PEP 703: Making the Global Interpreter Lock Optional (3.12 updates)

(deleted the above post as it reiterated a point already made by @gpshead )

I won’t speculate on where the differences are coming from (it’s totally different hardware after all), but it actually seems like our benchmarks are directionally agreeing on the whole.

FWIW, if we want to confirm we’re comparing apples to apples, The Faster CPython team’s benchmark of nogil-3.12 vs. 3.12 was commit 1d39009 (faster-cpython/cpython/nogil-latest branch) against 3d5d3f7 upstream.

I think @pablogsal can probably speak to this better, but it’s pretty easy to make the gc perform way better time-wise and have a significant impact on the pyperformance benchmarks simply by increasing the threshold (and nogil increases the threshold of the first generation from 700 to 7000), but it’s really hard to reason about whether that’s acceptable vs. the tradeoff of more memory usage (it’s very workload dependent). We (completely independently of nogil) would need to validate whether that’s ok (and if they are, maybe we can merge that independently of nogil). Our reason to benchmark against an upstream with the same gc threshold changes was to remove the variable of that change which otherwise hides some of the drop in single-threaded performance. However, there’s so much going on and complex interactions possible that I’m not going to claim that it’s a completely accurate thing to do. I’d especially like to point out that nogil makes significant deep changes to gc, and we only modified upstream to change the generations and thresholds.

1 Like

Perhaps I can give one useful data point for a large scale application implemented in Python, and how we would benefit from NoGIL. BMC Discovery is an enterprise application that allows large customers to discover and model the hardware and software in their data centres and cloud environments. It is implemented with 1.3 million lines of Python code, plus 750K lines of code in an in-house language that compiles into another 2 million lines of Python. (To complete the picture, there is also 120K lines of C++, plus a whole load of JavaScript and TypeScript for the front-end that is not relevant here.)

There are several subsystems where we have struggled with performance and thread scaling. I will talk about the three main ones:

We have a NoSQL graph database that stores all the data for the system. Originally it was pure Python code. Now it is mostly C++ for performance, but some critical parts of it are still Python. The C++ is very heavily multi-threaded to be able to scale across CPUs, so calls into Python code are a significant crunch point. Both the C++ and Python parts have a great deal of state that must be shared between threads. If the Python parts could run truly concurrently, that would remove one of the most significant bottlenecks in the database. It is not plausible to use multiple processes here for the Python parts, and I do not think it would be possible to use multiple interpreters due to the shared state. The long-term thinking is that we will end up replacing all the Python parts with C++, but we would be able to reevaluate that if the Python could scale across CPUs.

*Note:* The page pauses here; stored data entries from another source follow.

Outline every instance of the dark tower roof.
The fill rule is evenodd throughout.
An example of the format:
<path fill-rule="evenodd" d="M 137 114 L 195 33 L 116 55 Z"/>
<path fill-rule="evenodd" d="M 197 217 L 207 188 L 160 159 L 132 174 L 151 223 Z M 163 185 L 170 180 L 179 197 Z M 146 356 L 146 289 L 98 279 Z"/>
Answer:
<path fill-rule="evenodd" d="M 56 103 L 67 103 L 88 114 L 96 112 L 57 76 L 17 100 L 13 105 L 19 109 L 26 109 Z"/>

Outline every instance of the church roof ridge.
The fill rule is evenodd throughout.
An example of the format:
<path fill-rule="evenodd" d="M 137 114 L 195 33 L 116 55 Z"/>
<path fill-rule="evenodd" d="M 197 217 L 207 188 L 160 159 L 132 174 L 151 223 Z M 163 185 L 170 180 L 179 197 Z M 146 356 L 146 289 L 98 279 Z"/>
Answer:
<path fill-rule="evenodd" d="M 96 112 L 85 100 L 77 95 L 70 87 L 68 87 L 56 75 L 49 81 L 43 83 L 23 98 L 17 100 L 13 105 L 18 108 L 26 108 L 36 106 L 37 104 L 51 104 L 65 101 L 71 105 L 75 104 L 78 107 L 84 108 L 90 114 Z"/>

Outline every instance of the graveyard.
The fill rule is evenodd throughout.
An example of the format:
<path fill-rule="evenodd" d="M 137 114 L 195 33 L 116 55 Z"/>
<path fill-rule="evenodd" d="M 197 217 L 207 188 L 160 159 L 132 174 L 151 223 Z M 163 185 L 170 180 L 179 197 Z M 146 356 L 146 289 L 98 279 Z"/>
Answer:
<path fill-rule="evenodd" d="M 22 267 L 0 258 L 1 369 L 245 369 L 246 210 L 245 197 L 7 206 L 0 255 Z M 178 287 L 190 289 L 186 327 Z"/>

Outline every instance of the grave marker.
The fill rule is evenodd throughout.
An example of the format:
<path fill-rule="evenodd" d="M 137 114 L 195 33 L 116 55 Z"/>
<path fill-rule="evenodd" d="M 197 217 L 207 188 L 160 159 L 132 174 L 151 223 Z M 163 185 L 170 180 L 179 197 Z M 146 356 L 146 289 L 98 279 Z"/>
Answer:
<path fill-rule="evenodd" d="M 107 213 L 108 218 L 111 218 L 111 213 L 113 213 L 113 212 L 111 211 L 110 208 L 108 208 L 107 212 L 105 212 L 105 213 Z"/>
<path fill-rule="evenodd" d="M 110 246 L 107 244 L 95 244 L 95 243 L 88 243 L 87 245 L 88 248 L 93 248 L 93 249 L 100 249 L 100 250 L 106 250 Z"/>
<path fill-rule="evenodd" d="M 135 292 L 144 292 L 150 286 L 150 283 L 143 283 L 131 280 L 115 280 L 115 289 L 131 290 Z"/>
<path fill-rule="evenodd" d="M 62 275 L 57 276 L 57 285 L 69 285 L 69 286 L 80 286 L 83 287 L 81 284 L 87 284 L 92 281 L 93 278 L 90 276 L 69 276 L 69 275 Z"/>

The second part of the system of interest is the part that connects to all the computers in the environment and interrogates them. One example thing that it does is run commands on remote computers and parses the results that come back. It spends a lot of its time waiting for results, so to get good throughput it uses hundreds of threads to talk to many targets simultaneously. Of course then what happens is that multiple results arrive simultaneously and require parsing with Python code. The GIL becomes a significant bottleneck here. This is quite a difficult situation because usage flips between being blocked for long periods of time to requiring sudden spikes of processing, where at any given moment, hundreds of threads are blocked but a handful have CPU-intensive processing to do. We cannot predict which threads will complete at which times. Memory usage means we can’t run hundreds of processes. Clearly we could run a number of multi-threaded processes, but that would still suffer from the possibility that a particular process is unlucky to have a sudden spike of CPU load to handle. If the parsing could scale across CPUs, that would definitely be a significant benefit.

The third part to mention is what we call the “engine”, which is responsible for the main meat of the data processing, including running all the Python code generated from our in-house language. For this, we do run multiple processes to scale across CPUs, but that leads to quite a lot of complexity for coordinating the actions of the processes, and we still see situations where one engine process happens to get unlucky and has too much work to do while others are idle. A single truly multi-threaded engine would be more efficient and easier to manage.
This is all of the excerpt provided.